水滴於單ㄧ結構疏水表面之濕潤現象

Abstract

一般認為玫瑰花瓣效應是由於雙層結構(奈米加微米結構)所造成，但是以水滴滲入結構的情況，微米結構會比奈米結構還來得好，這造成我們看到玫瑰花瓣同時具有疏水性質(接觸角大於150∘)及對水有很高的附著力，基於這個現象我們推測只要改變單ㄧ結構尺寸就能看到玫瑰花瓣效應，於是我們利用曝光顯影製程作出了ㄧ系列不同高度的PDMS柱狀結構，並分別以埋針法測量前進角、揮發法觀測水滴在結構上的揮發情形、用倒立埋針法觀察水滴底部在接觸線向外擴時滲入結構的情況及作滑動角測試觀察水滴對於結構的附著程度，我們發現隨著PDMS柱狀結構粗糙度增加，水在表面上的濕潤情形會呈Wenzel→Petal (具黏滯性的超疏水區域) →Cassie (具滑動的超疏水區域)變化；至於水在結構上的附著程度則是呈現高附著力→低附著力。

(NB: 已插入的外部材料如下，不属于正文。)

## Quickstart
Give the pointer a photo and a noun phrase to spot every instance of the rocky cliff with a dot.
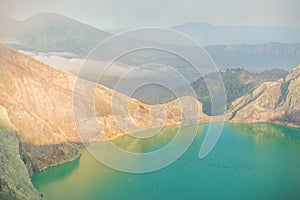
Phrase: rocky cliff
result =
(276, 102)
(36, 102)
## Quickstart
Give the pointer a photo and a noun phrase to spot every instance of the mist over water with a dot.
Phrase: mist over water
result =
(249, 161)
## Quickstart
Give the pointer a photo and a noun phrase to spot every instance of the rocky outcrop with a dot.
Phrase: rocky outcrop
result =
(37, 103)
(14, 178)
(276, 102)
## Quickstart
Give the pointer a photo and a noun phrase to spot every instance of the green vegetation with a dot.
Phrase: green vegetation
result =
(237, 82)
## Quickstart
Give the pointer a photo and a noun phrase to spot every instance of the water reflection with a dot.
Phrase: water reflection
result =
(266, 131)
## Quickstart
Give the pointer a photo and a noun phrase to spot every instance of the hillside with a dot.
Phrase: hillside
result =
(237, 82)
(276, 102)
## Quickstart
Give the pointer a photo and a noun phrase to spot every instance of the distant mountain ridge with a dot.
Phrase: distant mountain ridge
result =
(208, 34)
(46, 32)
(274, 47)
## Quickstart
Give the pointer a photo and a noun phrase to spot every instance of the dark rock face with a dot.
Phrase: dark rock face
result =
(277, 102)
(36, 101)
(14, 178)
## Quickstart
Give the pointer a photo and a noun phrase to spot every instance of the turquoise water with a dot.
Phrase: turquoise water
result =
(250, 161)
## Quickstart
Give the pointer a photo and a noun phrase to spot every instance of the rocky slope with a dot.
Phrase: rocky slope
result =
(36, 101)
(14, 178)
(276, 102)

It is generally believed that the surface of petal effect possess both nano-and micro-structure. It has been proposed that water droplet penetrate into micro-structure much more than nano- structure. That makes the rose petals have the characteristics of superhydrophobicity (contact angle larger than 150o) and strong adhesion to pin water drops. Based on this phenomenon, we conjecture that changing the roughness of micro-structure can make surface exhibit petal effect, so we make a series of micropillar-like patterned PDMS surfaces with different pillar sizes and spacing are fabricated via soft lithography. In this study, embedded needle method and evaporation method are used to measure advancing and receding angle respectively. An inverted needle method is applied to observe and identify whether water penetrates into the bottom of the substrate when the water droplet contact line is expanding and we also measure sliding angle to observe the ability of water droplet to adhere to micro-structure. We find out that a sequence of wetting transitions: Wenzel→ petal (sticky super-hydrophobic region) → Cassie (slippery super-hydrophobic state) would be consistently observed along with an increase in surface roughness for these micro-structure PDMS substrates. In addition, the ability of water droplet to adhere to micro-structure changes from high adhesion to low adhesion with increasing surface roughness.